Can you seriously imagine someone like Lord Sugar wanting to change his business and being satisfied with writing a request for the change to be made and hoping that something will be done? Of course not. Lord Sugar will want to bang heads together, bark orders and if things don't get done, fire staff! That is what it means to be responsible. Yet the SoS, who we are told has ultimate responsibility for the NHS, will not be able to demand changes are made, and will not be able to sack those who fail to deliver.
The SoS currently has a power to create a Special Health Authority and delegate powers to that organisation to provide a service to all of England. The SoS has responsibility for the service and ultimately can intervene if the SpHA has problems. For example, the National Blood Authority is a special health authority and in fact, the National Commissioning Board itself is currently a Special Health Authority (its status will change once the Bill is passed). Currently SpHAs are created under the powers of the SoS, but the Bill restrict this power in the future:
23. The Secretary of State would continue to have a power to establish new Special Health Authorities by order, but this would be subject to limitations. In order to establish a new Special Health Authority, the establishment order would have to specify the period for which the body is to be established, which could be no more than three years. At the end of that period, the body would be automatically abolished and its staff, property and liabilities transferred in accordance with the establishment order.

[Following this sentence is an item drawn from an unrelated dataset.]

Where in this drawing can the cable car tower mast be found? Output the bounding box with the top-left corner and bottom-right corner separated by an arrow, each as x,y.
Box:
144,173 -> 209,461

If deemed necessary, the lifespan of a Special Health Authority could be extended by order subject to the affirmative resolution procedure, or the functions, staff and property of the Special Health Authority could be transferred to a new body established as a non-departmental public body through primary legislation.
The "
affirmative resolution procedure" mentioned here refers to a process where both Houses of Parliament have to agree to the motion.

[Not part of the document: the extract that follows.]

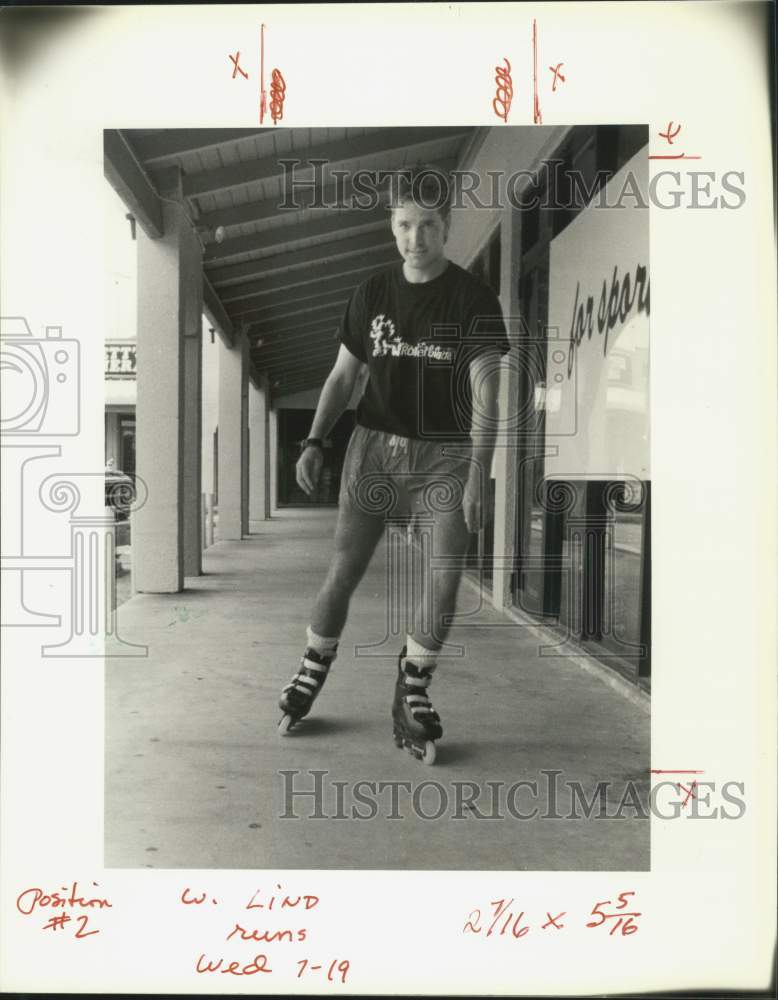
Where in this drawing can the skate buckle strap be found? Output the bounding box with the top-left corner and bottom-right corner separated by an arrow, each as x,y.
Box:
284,649 -> 332,695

This paragraph shows that the powers of the SoS are being seriously restricted, and even those things that the SoS is allowed to do, there is an automatic sunset clause. This is a legislative straitjacket, showing that the SoS will be largely impotent when it comes to running the health service in the future.
The government is trying very hard to convince people that the Secretary of State for Health will still be responsible for the health service. However, the House of Lords memorandum shows that this is not the case. Many of the SoS powers are being transferred to the NHS Commissioning Board, other powers (currently delegated - but not transferred - to Strategic Health Authorities and Primary Care Trusts) will be transferred to Clinical Commissioning Groups. This is very important, the SoS will transfer these powers, not delegate them, so he will not be, and never more will be, responsible for these powers.
After the Bill is passed the SoS will never again be responsible for the majority of the provision of the NHS.